For further information on this and a whole range of other issues relating to overseas students in the UK, please visit the website of UKCISA, The Council for International Education.

They publish a wide range of updated Guidance Notes covering many practical issues that you may face, including council tax, healthcare, immigration and much more

Studying at the RVC

The methods of teaching and the way the course is assessed at the RVC may differ from the way you have previously studied. Throughout the induction period, students become familiar with different types of teaching and learning methods used at the RVC. Some of the teaching methods and facilities you can expect to experience whilst studying at the RVC include:


These sessions are normally delivered by academic staff to a large group of students. During the lecture students are expected to take their own notes throughout the session. The lecture will often introduce students to a certain topic which might then be discussed in more detail within directed study sessions. Practical aspects of the topic may also be covered in the teaching/research laboratories or the dissection room.

Directed study sessions

These sessions include a smaller group of students compared to a lecture. Students discuss a lecture or specific topic. All students in the group are expected to participate during the session.Preparation and reading beforehand are essential.

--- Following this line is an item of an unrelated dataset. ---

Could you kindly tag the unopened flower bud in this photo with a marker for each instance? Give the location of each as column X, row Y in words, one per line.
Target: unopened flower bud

Teaching/research laboratories and the dissection room

Students normally complete the practical elements of the topic discussed during a lecture in the laboratories and dissection room. During the session, students are normally required to use microscopes to analyse specimens and complete dissections.

Independent learning

In some cases, students are required to work in groups or independently outside the classroom. Our Library and Learning Resource Centre archive offers a broad range of books and online resources to help students research their subject area further. In addition, our Anatomy Museum has an extensive range of specimens for students to study in their own time. Our brand new social learning space also provides an ideal area for group work.